第42話 ガラクタの中の答え
夜明け前の暗さの中で目が覚めた。
屋根裏の窓はまだ青い。隣でノラの寝息が静かに続いている。毛布の中で身体を丸めたまま、天井の梁をしばらく見ていた。
(——先日、二つの基本的な動きの原理を確かめた)
歯車を組んで「Aが回ればBも回る」「Aが回ればBは止まる」を作った。手の中で動く小さな機構は、確かに前世で AND や NOT と呼んでいた論理ゲートの原型だった。

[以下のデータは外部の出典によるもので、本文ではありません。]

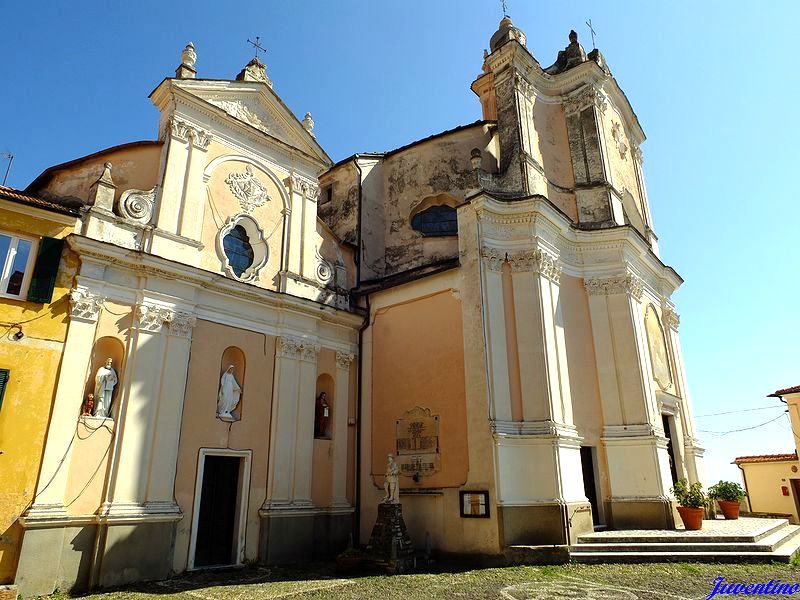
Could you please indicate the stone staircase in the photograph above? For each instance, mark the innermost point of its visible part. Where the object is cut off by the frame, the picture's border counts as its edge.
(744, 540)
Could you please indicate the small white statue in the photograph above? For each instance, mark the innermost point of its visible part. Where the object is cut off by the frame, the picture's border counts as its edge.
(391, 482)
(229, 393)
(104, 382)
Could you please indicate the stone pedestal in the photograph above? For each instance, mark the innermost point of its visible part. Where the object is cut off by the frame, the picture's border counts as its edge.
(390, 541)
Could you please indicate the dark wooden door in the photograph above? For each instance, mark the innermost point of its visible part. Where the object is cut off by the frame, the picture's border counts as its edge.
(589, 485)
(218, 507)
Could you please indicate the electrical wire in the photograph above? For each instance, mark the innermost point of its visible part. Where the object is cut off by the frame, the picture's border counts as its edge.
(743, 429)
(730, 412)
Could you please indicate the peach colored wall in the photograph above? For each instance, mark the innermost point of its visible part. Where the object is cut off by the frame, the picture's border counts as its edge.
(131, 168)
(201, 429)
(553, 152)
(420, 362)
(221, 204)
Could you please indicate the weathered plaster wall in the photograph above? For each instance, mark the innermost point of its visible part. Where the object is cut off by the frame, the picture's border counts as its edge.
(764, 481)
(200, 428)
(33, 362)
(132, 168)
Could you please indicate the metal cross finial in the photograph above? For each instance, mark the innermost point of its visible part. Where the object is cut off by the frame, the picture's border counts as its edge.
(257, 45)
(589, 23)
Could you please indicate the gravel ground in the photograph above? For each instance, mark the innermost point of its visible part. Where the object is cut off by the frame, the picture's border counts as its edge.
(600, 582)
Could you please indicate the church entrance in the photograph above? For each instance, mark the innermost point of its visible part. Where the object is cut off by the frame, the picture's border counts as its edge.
(673, 463)
(220, 516)
(590, 482)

(——今日は組み合わせて、もう少し複雑なものを作りたい)
頭の中で歯車の配置が動く。AとB、二つの入力。両方が同じなら出力なし、違うなら出力あり——片方だけ違うと動く仕組み。前世なら XOR と呼んでいた組み合わせ。加算器にも暗号にも判断にも使える、基礎中の基礎の部品。

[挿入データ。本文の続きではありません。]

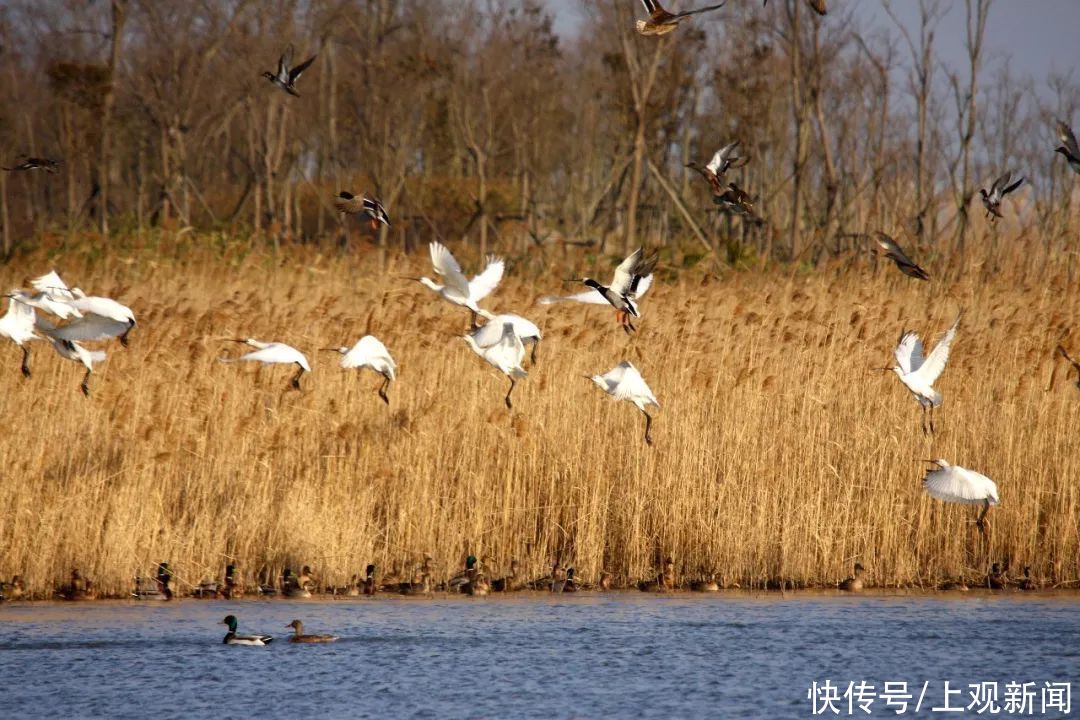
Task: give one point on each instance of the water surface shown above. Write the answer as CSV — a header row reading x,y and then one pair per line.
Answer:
x,y
586,655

(——『片方だけ違うと動く』、これが作れたら、本格的に応用できる)
毛布を押しのけた。
朝食は急ぎ目に済ませた。エマがちらりとわたしを見た。
「リナ、また工房?」
「うん」
「お粥、もう少し噛んで」
「うん」
慌てて口の中の粥を咀嚼した。エマが小さく笑った。
◇◇◇
工房の扉を押し開けると、もう父は作業台に向かっていた。今日は別の置時計の修理らしく、蓋を開けて内部の歯車を点検していた。
「お父さん」
「ん」
父アルベルトは振り向かない。
「あの隅、また使っていい?」
「ああ」
それだけで会話は終わった。
奥の壁際に向かうと、先日の三つの試作が小箱の中にそのまま残っていた。
(——お父さんは、何も問わない)
(——でも、見てくれている)
作業台の脇の小箱を覗き込んだ。父が修理に使わなかった古い歯車たちが無造作に放り込まれている。同じ大きさのものを二つ、一回り大きいものを一つ。木の軸になる細い棒も何本か選んだ。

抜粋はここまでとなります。